Author: Buckle, Tessa; van Berg, Nynke S; Kuil, Joeri; Bunschoten, Anton; Oldenburg, Joppe; Borowsky, Alexander D; Wesseling, Jelle; Masada, Ryo; Oishi, Shinya; Fujii, Nobutaka; van Leeuwen, Fijs Wb
Title: Non-invasive longitudinal imaging of tumor progression using an (111)indium labeled CXCR4 peptide antagonist. Cord-id: lntrpns4 Document date: 2012_1_1
ID: lntrpns4
Snippet: The chemokine receptor 4 (CXCR4) is a biomarker that is over-expressed in ductal carcinoma in situ (DCIS).

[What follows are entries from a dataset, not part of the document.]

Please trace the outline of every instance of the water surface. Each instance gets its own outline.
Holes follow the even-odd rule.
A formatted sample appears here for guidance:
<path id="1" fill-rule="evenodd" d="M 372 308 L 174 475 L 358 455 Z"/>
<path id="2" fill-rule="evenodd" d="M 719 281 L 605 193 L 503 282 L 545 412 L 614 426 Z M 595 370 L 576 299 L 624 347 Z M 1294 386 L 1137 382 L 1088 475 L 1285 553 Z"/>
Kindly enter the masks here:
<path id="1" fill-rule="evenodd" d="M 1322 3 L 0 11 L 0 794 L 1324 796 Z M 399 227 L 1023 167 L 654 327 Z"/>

Hence, CXCR4-targeted (molecular) imaging approaches may have diagnostic value in such a challenging, premalignant lesion. The indium labeled CXCR4 peptide-antagonist, (111)In-DTPA-Ac-TZ14011, was used to visualize CXCR4-expression in a mammary intraepithelial neoplastic outgrowth (MIN-O) mouse tumor model resembling human DCIS. MIN-O lesion development was longitudinally monitored using SP
Document: The chemokine receptor 4 (CXCR4) is a biomarker that is over-expressed in ductal carcinoma in situ (DCIS). Hence, CXCR4-targeted (molecular) imaging approaches may have diagnostic value in such a challenging, premalignant lesion. The indium labeled CXCR4 peptide-antagonist, (111)In-DTPA-Ac-TZ14011, was used to visualize CXCR4-expression in a mammary intraepithelial neoplastic outgrowth (MIN-O) mouse tumor model resembling human DCIS. MIN-O lesion development was longitudinally monitored using SPET/CT and tracer uptake was compared to uptake in control lesions. Expression of CXCR4 was validated using immunohistochemistry and flow cytometric analysis. The uptake of (111)In-DTPA-Ac-TZ14011 was related to tumor angiogenesis using (111)In-cDTPA-[RGDfK]. Twenty-four hours after tracer injection, MIN-O lesions could be discriminated from low CXCR4-expressing control tumors, while the degree of angiogenesis based on the α(v)β(3) integrin expression in both tumor types was similar. The uptake of (111)In-DTPA-Ac-TZ14011 in early MIN-O lesions was significantly lower than in larger intermediate and late-stage lesions, two-and-a-half-times (p=0.03) and seven-times (p=0.002), respectively. Intermediate and late stage lesions show a higher degree of membranous CXCR4-staining at immunohistochemistry and flow cytometric analysis. From this study we can conclude that (111)In-DTPA-Ac-TZ14011 can be used to visualize the CXCR4-expression in MIN-O lesions longitudinally.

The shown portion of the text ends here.